MELBOURNE, Australia, Dec 25 (AFP) - Outstanding skipper Mark Taylor said Friday he wanted to extend one of the most successful stints by an Australian cricket captain on next year's tour to the West Indies.

Taylor, 34, has previously only committed himself to the current Ashes series against England but Friday said he wanted to settle one personal challenge in an extraordinary career.

On the eve of leading Australia into the fourth Test against England at the Melbourne Cricket Ground in the traditional Boxing Day match, Taylor said he wanted to rectify a poor batting record against the champion West Indian pace battery of Curtly Ambrose, Courtney Walsh and Ian Bishop.

Taylor, whose Test average is around 44, has a batting average of 28.11 against the West Indies in 20 Tests -- his lowest against all of the Test-playing countries.

Ambrose has taken his wicket nine times, Bishop seven and Walsh six.

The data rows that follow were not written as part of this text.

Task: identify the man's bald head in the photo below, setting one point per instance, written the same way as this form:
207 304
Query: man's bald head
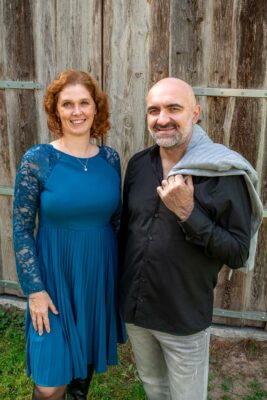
172 85
171 112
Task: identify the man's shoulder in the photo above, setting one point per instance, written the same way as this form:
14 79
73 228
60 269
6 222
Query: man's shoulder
141 155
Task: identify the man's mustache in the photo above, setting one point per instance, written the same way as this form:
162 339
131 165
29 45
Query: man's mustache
169 125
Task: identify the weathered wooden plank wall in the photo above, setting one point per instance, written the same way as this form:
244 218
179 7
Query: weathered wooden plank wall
127 45
224 44
38 39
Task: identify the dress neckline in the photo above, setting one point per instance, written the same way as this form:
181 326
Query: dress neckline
70 155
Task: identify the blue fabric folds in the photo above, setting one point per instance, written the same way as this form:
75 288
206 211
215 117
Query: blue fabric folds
73 257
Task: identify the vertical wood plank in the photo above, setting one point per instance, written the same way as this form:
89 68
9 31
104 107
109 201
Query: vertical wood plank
159 47
20 115
126 65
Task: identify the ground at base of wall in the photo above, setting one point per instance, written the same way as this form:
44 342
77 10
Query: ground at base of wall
238 369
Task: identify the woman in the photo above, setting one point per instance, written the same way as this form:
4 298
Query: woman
69 271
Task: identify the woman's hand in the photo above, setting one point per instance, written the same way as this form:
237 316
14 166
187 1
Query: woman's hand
39 303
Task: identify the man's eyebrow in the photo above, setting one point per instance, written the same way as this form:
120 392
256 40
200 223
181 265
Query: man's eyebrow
166 106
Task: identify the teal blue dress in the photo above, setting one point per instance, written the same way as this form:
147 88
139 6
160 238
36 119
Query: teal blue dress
73 257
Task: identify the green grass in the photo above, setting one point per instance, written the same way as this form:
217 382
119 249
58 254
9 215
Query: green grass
119 382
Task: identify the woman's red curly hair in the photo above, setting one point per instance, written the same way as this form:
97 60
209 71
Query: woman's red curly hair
101 122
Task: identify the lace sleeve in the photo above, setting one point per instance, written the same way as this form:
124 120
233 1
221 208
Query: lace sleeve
26 203
113 158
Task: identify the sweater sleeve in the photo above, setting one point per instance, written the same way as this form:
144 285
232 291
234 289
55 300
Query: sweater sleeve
224 229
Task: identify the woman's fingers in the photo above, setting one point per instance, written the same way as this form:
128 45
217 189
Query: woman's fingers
40 325
46 324
34 321
39 303
52 307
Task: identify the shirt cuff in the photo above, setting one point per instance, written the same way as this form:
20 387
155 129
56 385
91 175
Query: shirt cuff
195 224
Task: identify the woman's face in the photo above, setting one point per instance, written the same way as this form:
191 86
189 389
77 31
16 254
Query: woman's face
76 110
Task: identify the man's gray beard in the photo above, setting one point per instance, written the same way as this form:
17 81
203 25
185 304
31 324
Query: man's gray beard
170 143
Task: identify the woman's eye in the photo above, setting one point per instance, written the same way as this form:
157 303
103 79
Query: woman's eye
153 112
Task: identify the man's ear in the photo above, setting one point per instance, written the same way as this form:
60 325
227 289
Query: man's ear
196 114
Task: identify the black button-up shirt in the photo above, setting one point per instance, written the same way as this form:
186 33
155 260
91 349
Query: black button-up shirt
169 268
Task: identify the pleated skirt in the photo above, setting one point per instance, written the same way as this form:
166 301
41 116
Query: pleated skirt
79 271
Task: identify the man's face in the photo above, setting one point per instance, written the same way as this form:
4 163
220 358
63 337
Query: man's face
171 114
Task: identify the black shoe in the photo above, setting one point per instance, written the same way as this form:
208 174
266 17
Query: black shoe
78 389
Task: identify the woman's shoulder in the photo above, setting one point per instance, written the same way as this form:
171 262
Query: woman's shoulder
38 151
39 159
111 156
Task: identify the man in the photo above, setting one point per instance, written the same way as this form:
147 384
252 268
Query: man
177 232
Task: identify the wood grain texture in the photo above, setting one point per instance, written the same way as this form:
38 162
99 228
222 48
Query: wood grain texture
126 66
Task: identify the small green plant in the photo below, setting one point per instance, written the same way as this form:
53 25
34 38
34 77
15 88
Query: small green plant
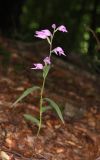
45 68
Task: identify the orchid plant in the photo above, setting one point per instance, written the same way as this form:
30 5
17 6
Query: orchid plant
45 67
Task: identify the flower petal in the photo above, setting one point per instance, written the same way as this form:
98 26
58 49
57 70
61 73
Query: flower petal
43 34
59 51
62 28
47 60
37 66
53 26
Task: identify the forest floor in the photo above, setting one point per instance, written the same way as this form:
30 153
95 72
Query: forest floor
67 85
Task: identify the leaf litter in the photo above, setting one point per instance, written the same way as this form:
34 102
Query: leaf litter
77 139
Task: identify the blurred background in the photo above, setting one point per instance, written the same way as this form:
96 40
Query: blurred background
19 19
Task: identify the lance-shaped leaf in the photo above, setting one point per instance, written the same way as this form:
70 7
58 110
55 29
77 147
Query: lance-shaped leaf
25 93
56 107
32 119
45 108
46 70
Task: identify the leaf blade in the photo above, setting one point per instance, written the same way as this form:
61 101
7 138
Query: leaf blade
32 119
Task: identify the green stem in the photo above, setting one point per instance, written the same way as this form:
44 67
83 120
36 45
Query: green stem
51 43
42 89
41 102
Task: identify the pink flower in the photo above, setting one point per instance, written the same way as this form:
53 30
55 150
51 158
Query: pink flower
37 66
59 51
47 60
53 26
43 34
62 28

Australia tour the Caribbean for a four-Test series starting next March.

``I'm fairly sure I'll go to the West Indies if the selectors pick me,'' Taylor said Friday.

``I'm still enjoying playing and the side is playing well with me as captain so provided those two things are maintained I will keep playing.

``The one side I haven't played well against is the West Indies, they have been the one bogey side.

``I'll be going over there if selected just trying to relax and play the way I would play against any other side.''

Taylor has led Australia to 25 victories from 48 Tests since taking over from Allan Border in 1994, a winning rate among the best in the sport's history.

During his positive and insightful tenure, Australia has stamped itself the premier Test cricket nation with series wins over the West Indies, Pakistan, England and South Africa.

Taylor's position has come more into focus with the adverse publicity surrounding possible replacement Shane Warne in recent revelations of taking money along with Mark Waugh from an illegal Indian bookmaker during the 1994 trip to Sri Lanka in return for pitch and weather information.

Steve Waugh, who is the national one-day captain, would be well positioned for the Test captaincy as the current vice-captain, but not for the long term as he is just one year younger than Taylor at 33, hence the importance of Taylor's continuing availability.

Taylor said he had not thought hard about retirement, focusing more on Australia's fourth Test against England, with the Ashes already secured for a sixth straight time in the last Adelaide Test.

The 102-Test veteran enters the Test just two victims short of his predecessor Border's world record number of Test catches of 156.

``Whether it's my last Boxing Day Test match I don't know, a year is too long,'' Taylor said.

``There's too many games between now and then, I'll just see what happens in the next six months.

``I'll stop playing when I'm out in the middle and things aren't happening for me with the bat, as a captain or in the field or I'm standing out there one day thinking 'what the hell am I doing out here'.